Tuesday, November 03, 2009

a moment of perfect clarity



sometimes, you find yourself in heaven a used bookstore and you find the most marvelous and unexpected thing. something you didn't even know existed, but when you saw it and paged through it, it made your molecules hum in perfect alignment and you knew that you had to have it. and you thanked your lucky stars that someone saw fit to sell off a woman named birgitta schøning's fabulous collection of embroidery and quilting books. and you wish, just for a moment, that you had had the chance to know her or at the very least to see what she made with the inspiration she found. and you wonder if the inspiration you'll find there will echo hers or continue hers or somehow carry along the line that extends clear into the book. and you sigh. and you are happy. and oddly you realize you have no problem reading swedish.


this is a precursor to elizabeth's marvelous soul food project
(don't worry, i've already scanned and sent it to her.)


close-ups of the above quilt


this is also loaded with embroidered words and clearly dense with meaning


i wondered aloud once whether memory can be preserved in cloth.
and now i believe it can.


more amazing embroidery

and the quilts in this book. so much inspiration. which i'll save for another day.

sometimes you find a treasure when you least expect it.
and when you most need it.

Wednesday, April 01, 2009

a history in small squares

today the mailman brought me something wonderful...
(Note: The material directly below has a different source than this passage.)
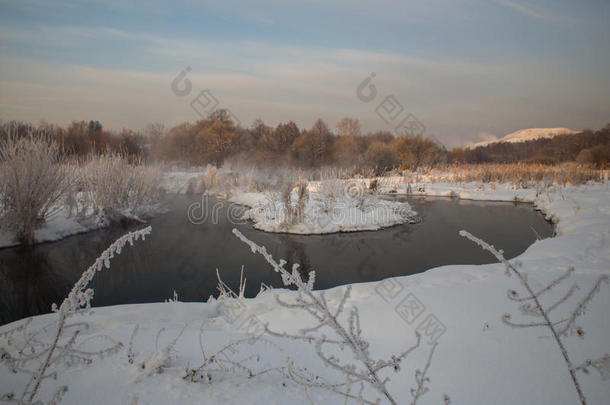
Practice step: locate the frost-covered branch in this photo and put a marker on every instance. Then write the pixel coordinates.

it's a quilt top that my great grandmother anna hall barnhart made in the early 40s, or possibly even earlier. my mom remembers her grandmother bedridden at her daughter's house in sergeant bluff, iowa. mom remembers helping her sew quilt tops, tho' not necessarily this one in particular. mom also has a number of yoyo quilts that she made (and which i'm hoping to acquire at least one of, i'll admit).


this is a marvelous piece and although i haven't measured it yet it will easily fit our queen-sized bed when i finish it. i spent a long time today, just looking at it and imagining how to finish it into a quilt that we use and love and enjoy. it's completely hand sewn. i found myself in reverie, imagining the line of seamstresses i come from and the hands and sure stitches that created the beauty before me.
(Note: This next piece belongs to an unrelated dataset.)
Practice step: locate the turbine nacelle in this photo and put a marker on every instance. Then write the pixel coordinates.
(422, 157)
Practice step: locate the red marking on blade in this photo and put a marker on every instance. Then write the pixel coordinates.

i imagine all of the stories that are woven into it, as it's surely made from scraps of clothes people had worn and cast aside. there are many different fabrics of different types and bright cheerful colors.
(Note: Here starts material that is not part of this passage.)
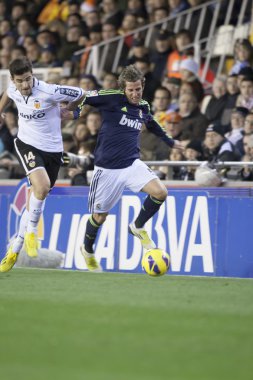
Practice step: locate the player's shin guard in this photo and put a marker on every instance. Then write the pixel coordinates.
(92, 228)
(150, 206)
(35, 211)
i spent some time just looking at it today and taking macro photos. there are many different fabrics used in it and i imagine that each of them has a story to tell. i can imagine stories for each of them and hope this will be a source of inspiration that takes me on a storytelling journey.


for something that's likely at least 70 years old, it's amazing that it only has a few holes in it from hungry mice or moths over the years.


otherwise, the fabrics are in wonderful shape. i think that i'll use some fabrics from dresses sabin wore as a baby and a toddler to repair it, so that we weave our own history into it. because that's what quilts are, aren't they? they're the history of a family in fiber form.


i wonder if great grandma annie ever imagined her quilt would find its way to denmark?

thank you, mom for sending this to me. i will treat it well and treasure it.

and if anyone can tell me how these might traditionally have been quilted, i'd love to know, as i'd like to do right by it when i quilt it.